Up until Animal Collective’s most recent album, Merriweather Post Pavillion, the band for the most part operated outside the parameters by which popular bands typically operated within. Aggressive, recursive, and sometimes off-putting, their catalogue is a long example of experimentation and evolution. It took the gentle urging of a dedicated fan for me to enjoy them and, for the first hour of the event, I was reminded of my reaction to the band before I went through the process of getting it, a term that is lightly and frequently tossed around in and by zealous fan bases but has for its part some merit.
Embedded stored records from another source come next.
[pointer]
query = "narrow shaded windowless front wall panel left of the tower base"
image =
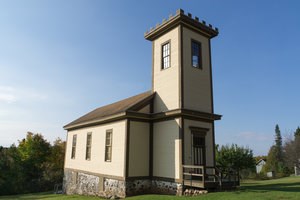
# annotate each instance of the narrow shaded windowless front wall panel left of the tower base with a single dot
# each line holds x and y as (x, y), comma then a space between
(139, 149)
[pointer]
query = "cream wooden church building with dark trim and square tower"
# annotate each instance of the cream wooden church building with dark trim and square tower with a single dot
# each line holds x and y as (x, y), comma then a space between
(160, 141)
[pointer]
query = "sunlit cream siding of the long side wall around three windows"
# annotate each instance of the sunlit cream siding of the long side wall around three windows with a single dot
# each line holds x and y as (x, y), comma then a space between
(97, 163)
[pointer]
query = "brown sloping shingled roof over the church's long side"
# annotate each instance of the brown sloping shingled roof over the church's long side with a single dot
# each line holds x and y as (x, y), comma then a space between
(132, 103)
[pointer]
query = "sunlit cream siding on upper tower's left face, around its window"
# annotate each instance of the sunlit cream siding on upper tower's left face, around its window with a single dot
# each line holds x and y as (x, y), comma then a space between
(166, 82)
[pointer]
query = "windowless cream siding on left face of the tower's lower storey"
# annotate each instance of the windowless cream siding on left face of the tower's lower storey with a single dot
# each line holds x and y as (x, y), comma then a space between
(166, 161)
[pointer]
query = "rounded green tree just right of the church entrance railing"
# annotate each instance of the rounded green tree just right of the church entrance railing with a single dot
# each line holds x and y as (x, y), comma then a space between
(234, 157)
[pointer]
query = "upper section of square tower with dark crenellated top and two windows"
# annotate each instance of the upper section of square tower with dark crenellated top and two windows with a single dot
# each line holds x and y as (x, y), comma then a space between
(181, 63)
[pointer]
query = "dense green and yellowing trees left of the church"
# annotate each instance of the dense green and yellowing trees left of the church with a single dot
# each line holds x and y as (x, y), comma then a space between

Entering the crush of the ground level crowd, I made my way toward the performers and was struck dead in place by an industrial sledgehammer sound whipping around the speakers. It moved like a cyclone and gave me the sensation of being at the inverted apex of an auditory tornado. Then, it dissipated back into the air, as if it was the combustion and product of unseen molecules colliding together.
An hour and a half in, I was still not sure if the performers were the band members or hired hands. I spotted Friend and his friend on the third level rotunda edge. They seem casually comfortable, smiles and arm taps and whatnot.
The performers were each elevated two feet off of the ground and wearing white rubbery plastic masks and robes. In their movements and posture, the performers seemed like robots about to run out of batteries. They adjusted their arms and hand positions with slight movements. Their heads are slowly and deliberately pointed down and then up, from one side and to the other. Crowd members are engaging the performers in prolonged eye staring contests and the performers have yet to loose. I moved to get up closer myself, and strike up a conversation with a guy who turned out to be band member Geologist’s brother. He says he thought the performers were the band, but he wasn’t sure. His brother, he said, was incredibly vague about the specifics of the performance. If it was the band, it was an impressive feat: After the overwhelming initial demand for the evening performance, the museum announced a matinee show. Whoever it was, they’d been standing in one spot for close to four and a half hours.
Geologist’s brother spotted a gap in the costume of the performer closest to us and said that the performer is indeed his brother. He could see his beard.